Augsburger GenerativBibel Neues Testament · Urtextnah · mittel · Lesefluss

1 · Urtextnah 2 · mittel 3 · Lesefluss
Kapitel 1 / 16

1. Johannes 4

Augsburger GenerativBibel Lesefluss

1Liebe Freunde, glaubt nicht einfach jedem, der behauptet, Gottes Geist zu haben. Prüft genau, ob das wirklich von Gott kommt. Denn viele Schwindler ziehen durch die Welt und geben sich als Propheten aus.

2So könnt ihr erkennen, ob Gottes Geist am Werk ist: Wer offen sagt, dass Jesus Christus wirklich als Mensch gekommen ist, der gehört zu Gott.

3Aber wer das von Jesus nicht zugibt, der gehört nicht zu Gott. So einer hat den Geist des Gegenspielers von Christus. Ihr habt gehört, dass dieser kommen soll - und er ist längst da, mitten in der Welt.

4Ihr aber, meine Kinder, gehört zu Gott, und ihr habt diese Leute schon besiegt.
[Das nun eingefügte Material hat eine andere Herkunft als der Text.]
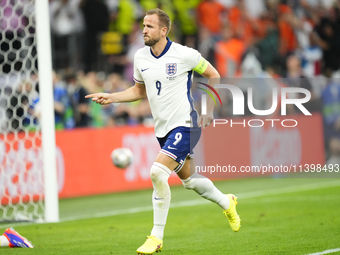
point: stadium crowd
(94, 42)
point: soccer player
(11, 238)
(163, 73)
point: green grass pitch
(279, 216)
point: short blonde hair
(163, 17)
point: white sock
(161, 197)
(205, 188)
(4, 241)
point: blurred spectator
(96, 16)
(187, 22)
(80, 104)
(331, 113)
(312, 56)
(211, 14)
(14, 26)
(229, 52)
(67, 25)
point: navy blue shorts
(179, 143)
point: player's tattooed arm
(131, 94)
(213, 78)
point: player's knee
(189, 183)
(159, 172)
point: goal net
(21, 156)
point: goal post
(47, 111)
(28, 156)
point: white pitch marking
(194, 202)
(325, 252)
(203, 201)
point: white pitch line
(194, 202)
(201, 201)
(325, 252)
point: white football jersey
(168, 79)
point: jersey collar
(167, 47)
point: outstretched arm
(134, 93)
(213, 78)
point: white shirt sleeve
(192, 57)
(137, 77)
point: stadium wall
(84, 165)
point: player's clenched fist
(101, 98)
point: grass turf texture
(279, 216)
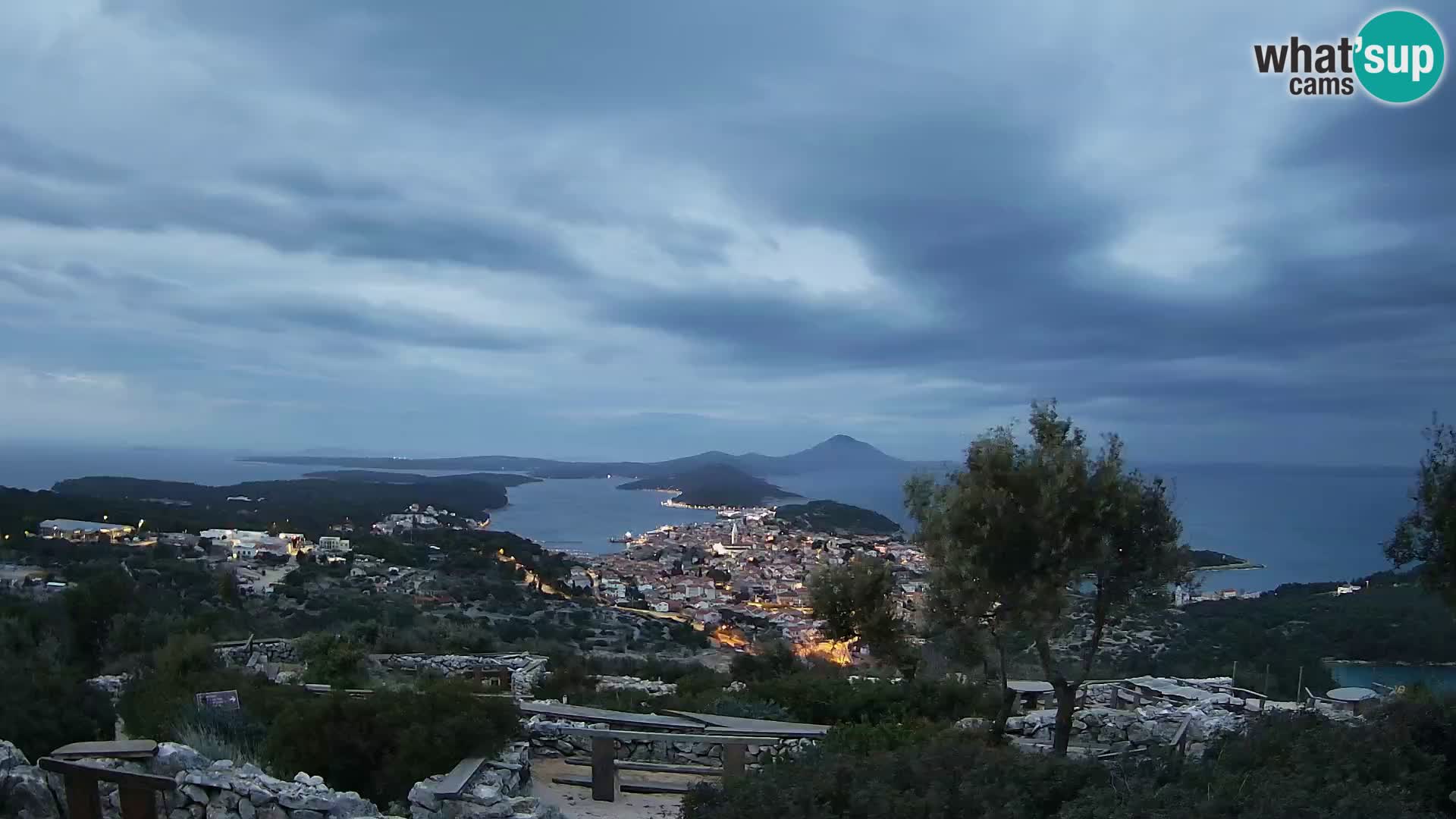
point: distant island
(837, 518)
(306, 504)
(715, 484)
(1204, 560)
(383, 477)
(837, 452)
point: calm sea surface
(1304, 523)
(1436, 678)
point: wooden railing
(604, 784)
(139, 792)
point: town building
(82, 529)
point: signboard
(218, 700)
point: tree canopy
(1429, 532)
(1022, 529)
(856, 602)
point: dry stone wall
(498, 790)
(278, 651)
(548, 738)
(209, 789)
(526, 670)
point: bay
(1304, 523)
(1436, 678)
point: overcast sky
(642, 229)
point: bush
(832, 700)
(381, 745)
(1299, 765)
(331, 659)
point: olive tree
(1028, 531)
(856, 601)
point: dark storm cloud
(577, 58)
(19, 152)
(373, 231)
(354, 322)
(1158, 278)
(80, 280)
(316, 184)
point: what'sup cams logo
(1397, 57)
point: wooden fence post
(604, 770)
(734, 754)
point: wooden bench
(604, 783)
(139, 792)
(108, 749)
(457, 777)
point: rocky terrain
(548, 739)
(209, 789)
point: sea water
(1304, 523)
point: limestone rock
(303, 800)
(424, 796)
(973, 723)
(174, 758)
(1142, 732)
(25, 792)
(348, 805)
(11, 757)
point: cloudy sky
(641, 229)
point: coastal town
(743, 576)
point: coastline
(1244, 566)
(1388, 664)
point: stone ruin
(526, 670)
(548, 738)
(1109, 720)
(259, 656)
(224, 790)
(267, 657)
(650, 687)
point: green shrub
(331, 659)
(1301, 765)
(381, 745)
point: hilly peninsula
(715, 484)
(839, 452)
(384, 477)
(837, 518)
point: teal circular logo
(1400, 57)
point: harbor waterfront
(1301, 523)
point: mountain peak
(840, 450)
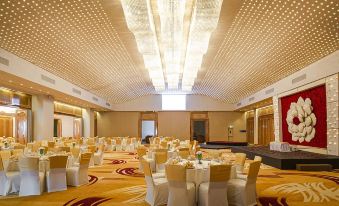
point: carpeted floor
(118, 182)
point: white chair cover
(180, 192)
(56, 176)
(214, 192)
(32, 181)
(243, 192)
(157, 189)
(78, 175)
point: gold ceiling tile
(87, 42)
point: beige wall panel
(118, 124)
(219, 122)
(174, 124)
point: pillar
(43, 117)
(277, 118)
(88, 120)
(332, 88)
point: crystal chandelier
(172, 55)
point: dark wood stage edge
(222, 145)
(287, 160)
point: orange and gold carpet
(118, 182)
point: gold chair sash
(184, 154)
(146, 168)
(175, 173)
(141, 151)
(57, 162)
(258, 158)
(5, 155)
(85, 158)
(17, 152)
(160, 157)
(240, 158)
(220, 173)
(28, 163)
(253, 171)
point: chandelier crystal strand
(204, 21)
(139, 18)
(171, 14)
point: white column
(88, 126)
(277, 117)
(332, 88)
(256, 126)
(43, 117)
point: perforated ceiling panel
(87, 42)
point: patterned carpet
(118, 182)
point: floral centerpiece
(41, 151)
(199, 156)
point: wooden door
(250, 130)
(6, 126)
(266, 129)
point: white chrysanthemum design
(301, 120)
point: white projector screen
(173, 102)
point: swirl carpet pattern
(119, 182)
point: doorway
(199, 127)
(148, 126)
(266, 129)
(250, 130)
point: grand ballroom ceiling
(88, 42)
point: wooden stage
(287, 160)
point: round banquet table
(200, 172)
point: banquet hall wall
(172, 123)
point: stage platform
(222, 145)
(287, 160)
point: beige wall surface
(173, 123)
(112, 124)
(219, 123)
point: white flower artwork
(302, 111)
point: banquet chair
(243, 192)
(19, 146)
(257, 158)
(141, 151)
(214, 192)
(181, 192)
(99, 155)
(157, 189)
(17, 152)
(31, 180)
(160, 160)
(118, 146)
(184, 153)
(56, 176)
(239, 163)
(51, 144)
(9, 181)
(75, 151)
(163, 144)
(92, 149)
(65, 149)
(78, 175)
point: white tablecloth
(280, 146)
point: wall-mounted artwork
(304, 117)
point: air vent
(47, 79)
(298, 79)
(269, 91)
(77, 91)
(4, 61)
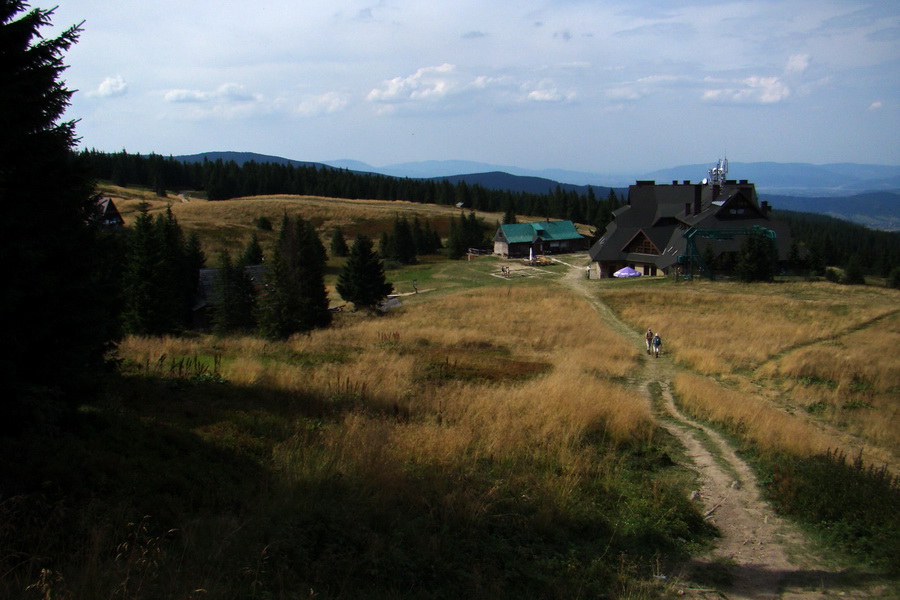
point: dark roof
(664, 212)
(208, 295)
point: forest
(821, 240)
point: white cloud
(546, 91)
(327, 103)
(228, 92)
(797, 64)
(426, 83)
(751, 90)
(110, 87)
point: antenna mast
(719, 173)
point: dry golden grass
(227, 224)
(465, 378)
(806, 363)
(753, 417)
(852, 381)
(725, 328)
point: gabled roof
(550, 231)
(663, 213)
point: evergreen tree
(456, 241)
(253, 253)
(402, 243)
(235, 305)
(57, 296)
(509, 214)
(853, 273)
(142, 313)
(339, 246)
(362, 280)
(756, 260)
(296, 299)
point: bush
(854, 505)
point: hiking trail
(758, 554)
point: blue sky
(598, 86)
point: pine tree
(296, 299)
(57, 297)
(756, 260)
(403, 244)
(509, 215)
(339, 246)
(253, 253)
(362, 280)
(142, 313)
(235, 298)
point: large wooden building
(648, 233)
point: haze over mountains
(862, 193)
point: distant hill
(498, 180)
(240, 158)
(435, 169)
(876, 210)
(797, 179)
(861, 193)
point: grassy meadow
(487, 439)
(484, 440)
(804, 376)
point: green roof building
(540, 237)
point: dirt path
(759, 555)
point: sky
(587, 85)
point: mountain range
(862, 193)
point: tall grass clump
(727, 328)
(854, 504)
(461, 447)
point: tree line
(222, 180)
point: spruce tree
(253, 253)
(339, 246)
(403, 244)
(142, 313)
(756, 259)
(362, 280)
(235, 304)
(58, 294)
(296, 299)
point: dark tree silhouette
(59, 291)
(362, 280)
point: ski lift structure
(692, 257)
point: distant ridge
(241, 158)
(865, 194)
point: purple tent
(626, 272)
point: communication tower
(719, 173)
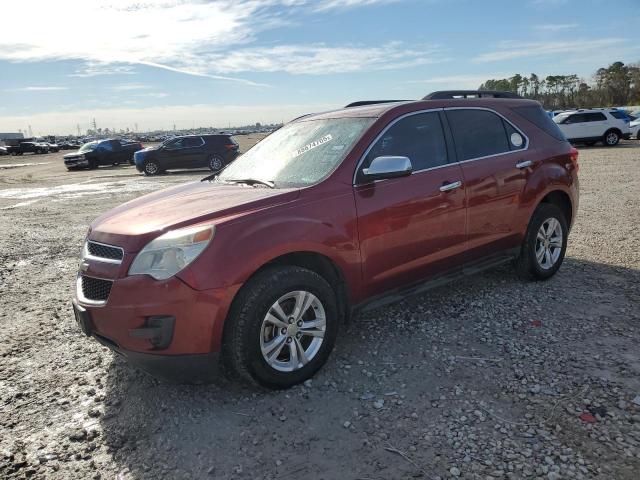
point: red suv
(334, 213)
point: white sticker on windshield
(312, 145)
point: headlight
(165, 256)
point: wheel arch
(562, 200)
(320, 264)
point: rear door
(495, 164)
(183, 152)
(414, 226)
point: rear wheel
(216, 163)
(151, 167)
(282, 328)
(545, 243)
(611, 138)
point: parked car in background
(190, 151)
(53, 147)
(333, 213)
(634, 128)
(102, 152)
(28, 147)
(592, 126)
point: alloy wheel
(215, 163)
(292, 331)
(549, 243)
(151, 168)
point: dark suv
(334, 213)
(190, 151)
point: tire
(611, 138)
(251, 326)
(151, 167)
(216, 163)
(529, 265)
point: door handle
(450, 186)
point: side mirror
(388, 167)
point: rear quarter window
(536, 115)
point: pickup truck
(28, 147)
(102, 152)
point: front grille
(104, 251)
(95, 289)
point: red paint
(379, 236)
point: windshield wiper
(252, 181)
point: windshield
(299, 154)
(87, 147)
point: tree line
(615, 86)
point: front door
(495, 164)
(411, 227)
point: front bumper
(76, 162)
(164, 327)
(197, 368)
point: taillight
(573, 154)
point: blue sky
(214, 63)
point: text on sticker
(312, 145)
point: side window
(176, 144)
(419, 137)
(577, 118)
(105, 146)
(477, 133)
(190, 142)
(516, 140)
(595, 117)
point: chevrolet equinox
(334, 213)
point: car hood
(133, 224)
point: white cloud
(130, 86)
(322, 59)
(462, 82)
(157, 117)
(187, 36)
(36, 89)
(555, 27)
(515, 50)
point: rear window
(477, 133)
(536, 115)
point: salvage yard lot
(489, 377)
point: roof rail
(371, 102)
(448, 94)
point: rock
(78, 435)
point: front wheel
(545, 243)
(611, 138)
(151, 167)
(282, 327)
(216, 163)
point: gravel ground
(491, 377)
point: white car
(593, 125)
(634, 128)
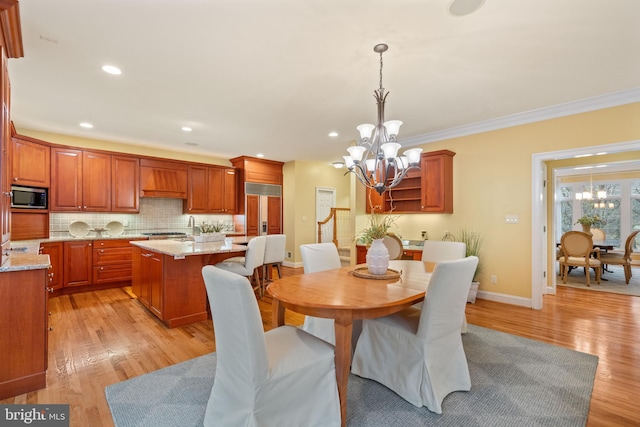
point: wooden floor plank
(104, 337)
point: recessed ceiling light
(464, 7)
(111, 69)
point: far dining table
(341, 295)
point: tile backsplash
(155, 214)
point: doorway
(540, 224)
(325, 200)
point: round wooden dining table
(342, 296)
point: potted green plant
(588, 221)
(372, 236)
(377, 228)
(473, 242)
(211, 232)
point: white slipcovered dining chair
(283, 377)
(249, 264)
(320, 257)
(435, 251)
(273, 254)
(418, 353)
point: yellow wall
(119, 147)
(492, 178)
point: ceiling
(275, 77)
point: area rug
(515, 381)
(615, 282)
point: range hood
(163, 179)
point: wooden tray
(363, 272)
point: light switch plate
(511, 219)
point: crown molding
(581, 106)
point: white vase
(378, 257)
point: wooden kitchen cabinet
(211, 190)
(80, 181)
(197, 190)
(259, 170)
(274, 215)
(252, 209)
(111, 261)
(125, 184)
(5, 157)
(147, 283)
(437, 181)
(55, 250)
(24, 339)
(77, 263)
(31, 162)
(222, 190)
(428, 190)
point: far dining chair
(622, 258)
(273, 255)
(418, 353)
(578, 251)
(320, 257)
(283, 377)
(435, 251)
(249, 264)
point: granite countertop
(186, 248)
(25, 261)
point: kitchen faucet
(192, 224)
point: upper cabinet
(259, 170)
(159, 178)
(125, 184)
(437, 181)
(81, 181)
(31, 162)
(222, 190)
(211, 189)
(428, 190)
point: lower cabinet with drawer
(111, 261)
(96, 264)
Denn der, der in euch wirkt, ist stärker als der, der in der Welt wirkt.

5Diese Leute gehören zur Welt. Deshalb reden sie, wie die Welt eben redet, und die Welt hört gern auf sie.

6Wir dagegen gehören zu Gott. Wer Gott kennt, hört auf uns; wer nicht zu Gott gehört, hört eben nicht auf uns. Daran kann man unterscheiden, was vom Geist der Wahrheit kommt und was in die Irre führt.

7Liebe Freunde, lasst uns einander lieben. Denn die Liebe kommt von Gott. Wer liebt, ist von Gott geboren und kennt ihn wirklich.

8Wer nicht liebt, hat von Gott nichts begriffen. Denn Gott ist die Liebe.

9So hat Gott uns gezeigt, wie sehr er uns liebt: Er hat seinen einzigen Sohn in die Welt geschickt, damit wir durch ihn leben können.

10Und so sieht echte Liebe aus: Nicht wir haben angefangen, Gott zu lieben. Er hat uns zuerst geliebt und seinen Sohn geschickt, damit unsere Schuld weggenommen wird.

11Liebe Freunde, wenn Gott uns so sehr geliebt hat, dann müssen auch wir einander lieben.

12Gesehen hat Gott noch nie jemand. Aber wenn wir einander lieben, dann bleibt Gott in uns, und seine Liebe ist in uns ganz und gar zum Ziel gekommen.

13Daran merken wir, dass wir mit ihm verbunden bleiben und er mit uns: Er hat uns Anteil an seinem Geist gegeben.

14Und wir haben es selbst gesehen, und wir sagen es weiter: Der Vater hat seinen Sohn geschickt, um die Welt zu retten.

15Wer offen sagt: Jesus ist Gottes Sohn - in dem bleibt Gott, und er bleibt mit Gott verbunden.

16Wir haben erkannt, wie sehr Gott uns liebt, und wir vertrauen darauf. Gott ist die Liebe. Und wer in der Liebe bleibt, der bleibt mit Gott verbunden, und Gott bleibt mit ihm verbunden.

17So wird die Liebe bei uns ganz vollkommen: Wir können dem Tag, an dem Gott Gericht hält, ohne Angst entgegensehen. Denn so, wie Jesus ist, so sind auch wir mitten in dieser Welt.

18Wo Liebe ist, da ist keine Angst. Echte, vollkommene Liebe vertreibt jede Angst. Denn Angst hat mit Strafe zu tun. Und wer noch Angst hat, bei dem ist die Liebe noch nicht am Ziel.

19Wir können lieben, weil Gott uns zuerst geliebt hat.

20Wenn einer sagt: Ich liebe Gott, aber seinen Bruder hasst er, dann lügt er. Denn wer seinen Bruder nicht liebt, den er doch sieht, der kann auch Gott nicht lieben, den er nie gesehen hat.

21Und das hat er uns klar aufgetragen: Wer Gott liebt, soll auch seinen Bruder lieben.